Cold war kids
I spent a decade freelancing for Hyper magazine. I wrote this back in the 2010s, but it feels as relevant today as it ever did.
Books, films, and video games are a reflection of the world around us. They can capture the mood of an era, and reflect both its darkest fears and greatest aspirations.
Glance back to the early 80s, and the mood was decidedly nervous. The biggest story in town was the renewed Cold War animosity between the Soviet Union and the U.S.A., and the very real fear that we were one button press away from nuclear war.
This international rivalry inspired and influenced a generation of games, providing the narrative for titles like Missile Command, Raid Over Moscow, Rush ‘N Attack, and countless others. In the process, it offered impressionable kids a not very subtle lesson in geopolitics and the theory of Mutually Assured Destruction.

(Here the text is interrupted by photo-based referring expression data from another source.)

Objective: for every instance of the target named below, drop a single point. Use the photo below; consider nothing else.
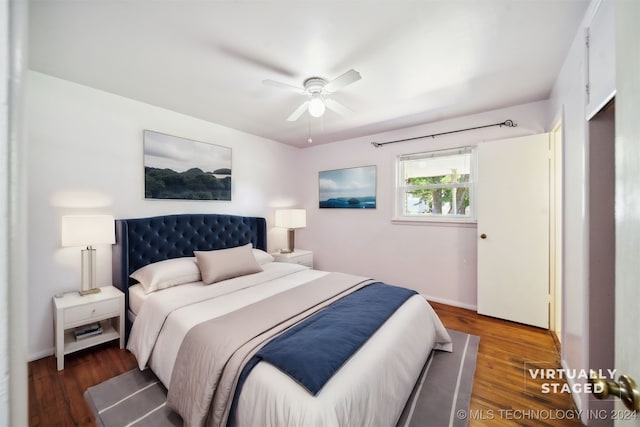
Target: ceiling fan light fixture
(316, 106)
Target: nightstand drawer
(97, 310)
(303, 260)
(299, 256)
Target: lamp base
(291, 237)
(89, 291)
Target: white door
(513, 229)
(627, 347)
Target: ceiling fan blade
(296, 89)
(343, 80)
(337, 107)
(299, 111)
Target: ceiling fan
(317, 90)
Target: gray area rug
(138, 398)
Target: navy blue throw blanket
(313, 350)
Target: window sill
(437, 222)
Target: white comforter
(370, 389)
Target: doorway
(556, 234)
(602, 245)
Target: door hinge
(586, 38)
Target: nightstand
(298, 256)
(72, 310)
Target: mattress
(370, 389)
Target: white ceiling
(420, 60)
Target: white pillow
(167, 273)
(262, 257)
(224, 264)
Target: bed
(181, 331)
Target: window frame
(401, 188)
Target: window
(437, 185)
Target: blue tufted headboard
(141, 241)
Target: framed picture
(180, 168)
(351, 188)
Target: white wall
(86, 155)
(4, 220)
(568, 104)
(438, 260)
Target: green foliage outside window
(436, 198)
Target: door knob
(625, 388)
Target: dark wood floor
(502, 393)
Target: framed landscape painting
(180, 168)
(351, 188)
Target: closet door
(513, 229)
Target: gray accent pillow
(225, 264)
(164, 274)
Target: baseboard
(41, 354)
(451, 302)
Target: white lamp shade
(87, 230)
(291, 218)
(316, 106)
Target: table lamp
(85, 231)
(291, 219)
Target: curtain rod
(507, 123)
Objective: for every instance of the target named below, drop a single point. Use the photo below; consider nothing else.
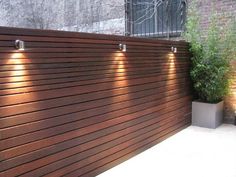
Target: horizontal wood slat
(72, 104)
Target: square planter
(206, 114)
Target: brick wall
(226, 11)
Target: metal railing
(155, 18)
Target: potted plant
(210, 69)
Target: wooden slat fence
(73, 104)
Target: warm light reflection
(18, 69)
(171, 65)
(119, 69)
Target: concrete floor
(193, 152)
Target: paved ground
(193, 152)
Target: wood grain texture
(72, 104)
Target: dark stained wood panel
(72, 104)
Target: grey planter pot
(207, 115)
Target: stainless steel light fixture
(123, 47)
(174, 49)
(19, 44)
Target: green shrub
(211, 55)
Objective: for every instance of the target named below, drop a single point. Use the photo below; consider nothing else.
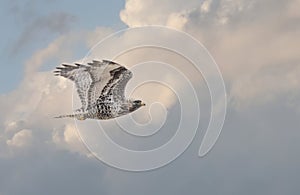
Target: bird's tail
(77, 116)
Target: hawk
(100, 87)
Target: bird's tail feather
(77, 116)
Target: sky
(255, 45)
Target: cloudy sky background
(256, 45)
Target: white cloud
(21, 139)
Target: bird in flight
(100, 87)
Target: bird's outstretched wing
(98, 78)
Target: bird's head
(135, 104)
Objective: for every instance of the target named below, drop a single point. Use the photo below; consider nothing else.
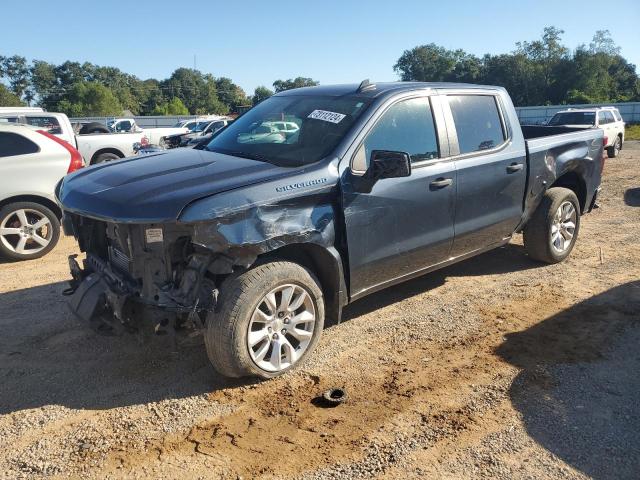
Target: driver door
(404, 225)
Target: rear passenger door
(491, 173)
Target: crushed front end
(141, 278)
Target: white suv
(606, 118)
(32, 162)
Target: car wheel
(614, 150)
(28, 230)
(551, 233)
(104, 157)
(268, 321)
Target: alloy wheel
(281, 327)
(25, 231)
(563, 227)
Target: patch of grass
(632, 132)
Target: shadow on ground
(632, 197)
(49, 357)
(580, 382)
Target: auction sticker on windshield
(326, 116)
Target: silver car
(32, 162)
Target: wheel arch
(115, 151)
(574, 182)
(50, 204)
(326, 264)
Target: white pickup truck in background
(94, 148)
(155, 136)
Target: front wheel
(551, 233)
(268, 320)
(614, 150)
(28, 230)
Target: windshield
(201, 126)
(573, 118)
(290, 130)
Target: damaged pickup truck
(259, 239)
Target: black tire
(9, 219)
(537, 233)
(240, 295)
(105, 157)
(614, 150)
(94, 127)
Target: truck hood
(155, 188)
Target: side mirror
(389, 164)
(383, 164)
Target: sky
(255, 43)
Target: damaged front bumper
(111, 304)
(131, 281)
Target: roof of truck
(587, 109)
(377, 89)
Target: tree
(90, 99)
(16, 70)
(603, 43)
(9, 99)
(230, 94)
(427, 63)
(298, 82)
(173, 107)
(260, 94)
(197, 91)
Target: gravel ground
(497, 367)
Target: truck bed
(552, 151)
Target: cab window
(406, 127)
(12, 144)
(477, 121)
(50, 124)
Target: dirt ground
(497, 367)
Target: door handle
(515, 167)
(441, 183)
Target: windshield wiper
(239, 153)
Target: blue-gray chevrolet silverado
(312, 199)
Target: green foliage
(90, 99)
(9, 99)
(172, 107)
(17, 72)
(538, 72)
(632, 132)
(231, 94)
(298, 82)
(259, 94)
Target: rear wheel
(28, 230)
(614, 150)
(551, 233)
(268, 321)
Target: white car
(94, 147)
(606, 118)
(154, 135)
(32, 162)
(192, 123)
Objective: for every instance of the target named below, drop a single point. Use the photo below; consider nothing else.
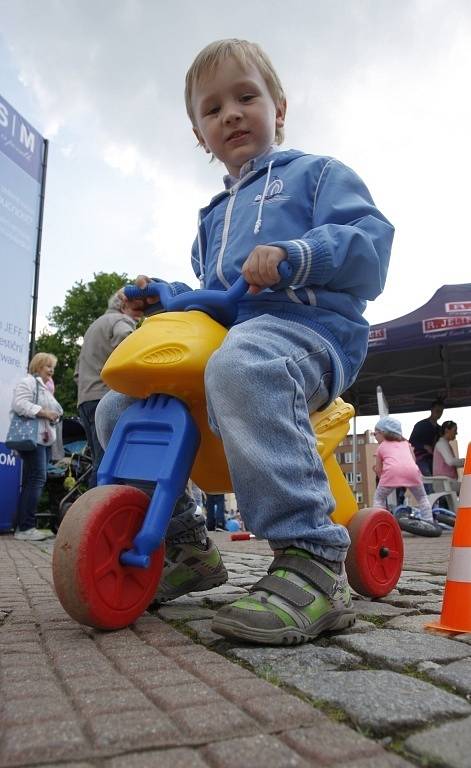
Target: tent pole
(354, 451)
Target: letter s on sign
(3, 115)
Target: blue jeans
(425, 464)
(87, 417)
(33, 480)
(215, 517)
(261, 385)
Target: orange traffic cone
(456, 609)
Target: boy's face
(235, 115)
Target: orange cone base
(436, 626)
(456, 611)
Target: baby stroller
(67, 478)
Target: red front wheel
(374, 560)
(91, 583)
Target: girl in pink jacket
(396, 467)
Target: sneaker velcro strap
(308, 569)
(275, 585)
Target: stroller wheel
(444, 516)
(91, 583)
(374, 559)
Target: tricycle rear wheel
(91, 583)
(375, 557)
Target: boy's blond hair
(40, 360)
(245, 53)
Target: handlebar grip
(285, 269)
(134, 292)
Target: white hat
(388, 424)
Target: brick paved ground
(168, 692)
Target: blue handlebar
(220, 305)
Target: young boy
(295, 346)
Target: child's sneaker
(298, 600)
(31, 534)
(190, 568)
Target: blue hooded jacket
(337, 242)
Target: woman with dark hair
(33, 399)
(445, 462)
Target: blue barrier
(10, 479)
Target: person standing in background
(445, 463)
(101, 338)
(32, 398)
(423, 438)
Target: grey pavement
(168, 692)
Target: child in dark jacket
(296, 344)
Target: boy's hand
(139, 305)
(261, 268)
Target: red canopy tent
(420, 357)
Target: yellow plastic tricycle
(109, 552)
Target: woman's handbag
(22, 433)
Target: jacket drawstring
(258, 223)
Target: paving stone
(184, 612)
(173, 675)
(326, 742)
(429, 607)
(214, 674)
(173, 758)
(28, 688)
(284, 662)
(148, 728)
(114, 700)
(385, 647)
(412, 623)
(449, 744)
(419, 587)
(280, 711)
(182, 696)
(215, 720)
(414, 601)
(380, 700)
(457, 674)
(385, 760)
(203, 631)
(38, 742)
(111, 681)
(37, 709)
(375, 608)
(361, 625)
(236, 690)
(253, 752)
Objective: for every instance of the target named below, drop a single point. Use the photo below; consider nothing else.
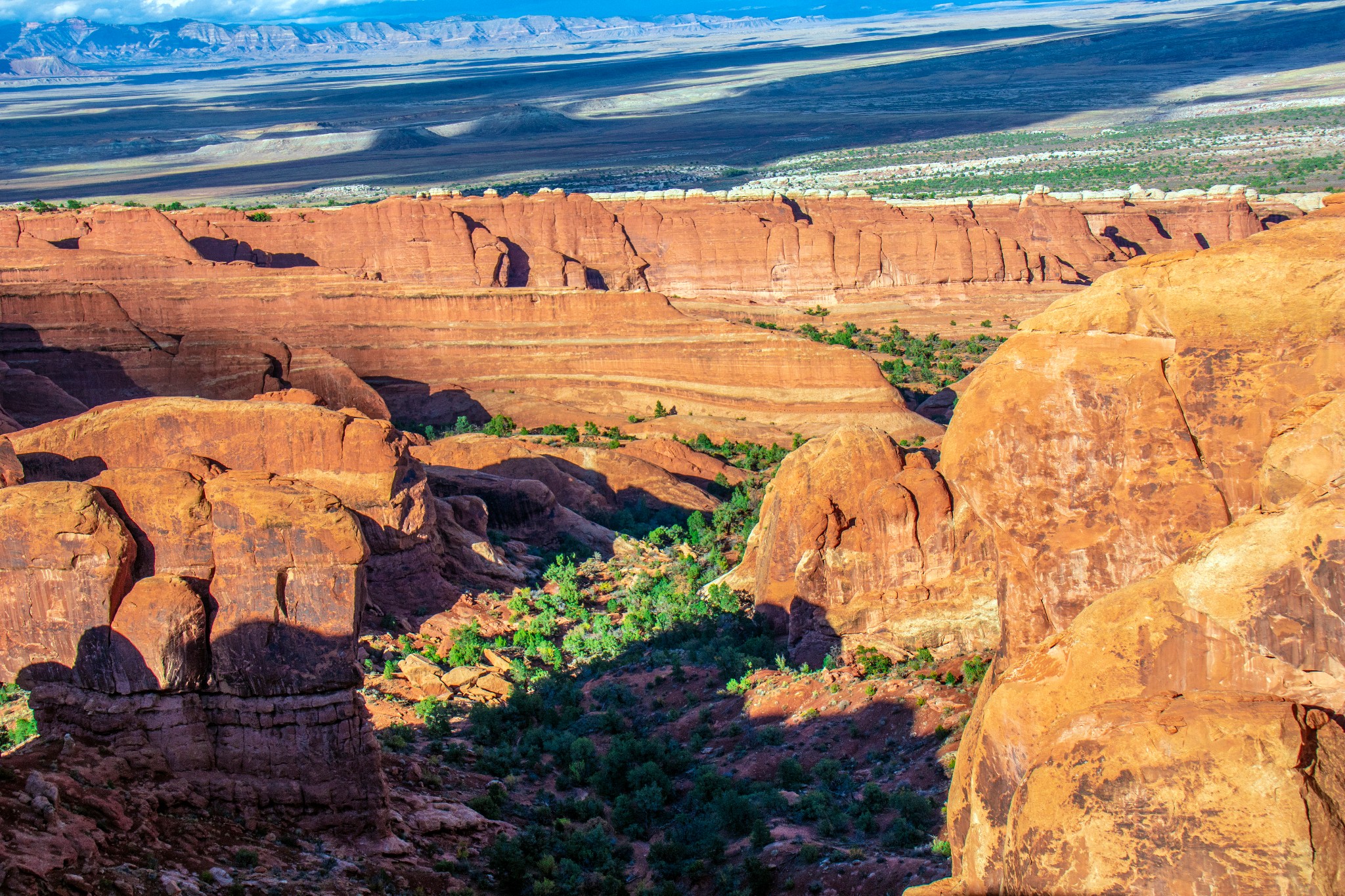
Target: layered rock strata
(1151, 399)
(204, 629)
(108, 303)
(1164, 715)
(774, 249)
(861, 543)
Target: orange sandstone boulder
(684, 463)
(288, 585)
(1188, 696)
(1158, 661)
(1147, 403)
(11, 469)
(363, 463)
(514, 459)
(65, 566)
(860, 543)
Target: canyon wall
(1164, 714)
(198, 621)
(770, 250)
(110, 326)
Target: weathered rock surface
(27, 399)
(594, 482)
(1188, 696)
(1151, 400)
(146, 667)
(160, 637)
(288, 586)
(860, 543)
(1164, 715)
(685, 463)
(65, 566)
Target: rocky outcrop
(249, 703)
(27, 399)
(1165, 708)
(399, 240)
(861, 543)
(363, 463)
(65, 566)
(1204, 695)
(1151, 400)
(685, 463)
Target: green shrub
(872, 662)
(768, 735)
(499, 425)
(468, 645)
(973, 671)
(791, 774)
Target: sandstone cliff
(204, 630)
(1164, 712)
(861, 543)
(1151, 399)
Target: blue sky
(323, 11)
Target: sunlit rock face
(1160, 461)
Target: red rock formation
(558, 241)
(1161, 662)
(1204, 679)
(399, 240)
(858, 543)
(288, 586)
(363, 463)
(1152, 399)
(27, 399)
(65, 566)
(684, 463)
(250, 703)
(564, 347)
(143, 232)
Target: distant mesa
(34, 68)
(81, 41)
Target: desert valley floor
(464, 458)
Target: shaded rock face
(238, 680)
(522, 481)
(365, 464)
(194, 603)
(860, 543)
(1164, 715)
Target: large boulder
(1164, 715)
(1172, 733)
(860, 542)
(1126, 423)
(363, 463)
(65, 565)
(288, 586)
(169, 516)
(160, 637)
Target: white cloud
(129, 11)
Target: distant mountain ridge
(84, 42)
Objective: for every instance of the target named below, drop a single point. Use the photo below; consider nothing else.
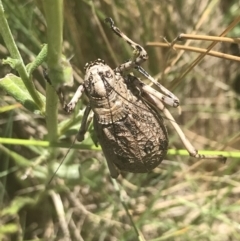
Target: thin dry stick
(201, 56)
(208, 38)
(197, 50)
(204, 15)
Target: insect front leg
(169, 97)
(71, 105)
(140, 54)
(154, 100)
(86, 120)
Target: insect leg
(169, 95)
(154, 100)
(71, 105)
(135, 82)
(140, 54)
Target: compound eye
(108, 74)
(90, 78)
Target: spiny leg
(170, 98)
(140, 54)
(156, 102)
(135, 82)
(71, 105)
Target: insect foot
(126, 115)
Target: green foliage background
(182, 199)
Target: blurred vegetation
(182, 199)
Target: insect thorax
(108, 94)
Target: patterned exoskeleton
(126, 118)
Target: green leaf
(15, 87)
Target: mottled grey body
(133, 136)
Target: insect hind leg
(139, 54)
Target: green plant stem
(20, 67)
(54, 16)
(180, 152)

The Soviet Union may be long gone, but the era and the games it produced continues to cast a shadow over the games industry, and the complex relationship between politics, the military, and technology.
A quick history lesson
The Cold War was a military stand off between the U.S.A. and the Soviet Union (aka, the Russians), which lasted from approximately 1947 to 1991. It saw the two rival superpowers vying for control of the world via satellite states and proxy wars.
Since both sides had nuclear arsenals, any sort of direct conflict was out of the question, as it could easily spiral into Armageddon. Instead, they provided money, military equipment, and aid to their global partners, fanning the flames of war in Korea, Vietnam, and various other conflicts.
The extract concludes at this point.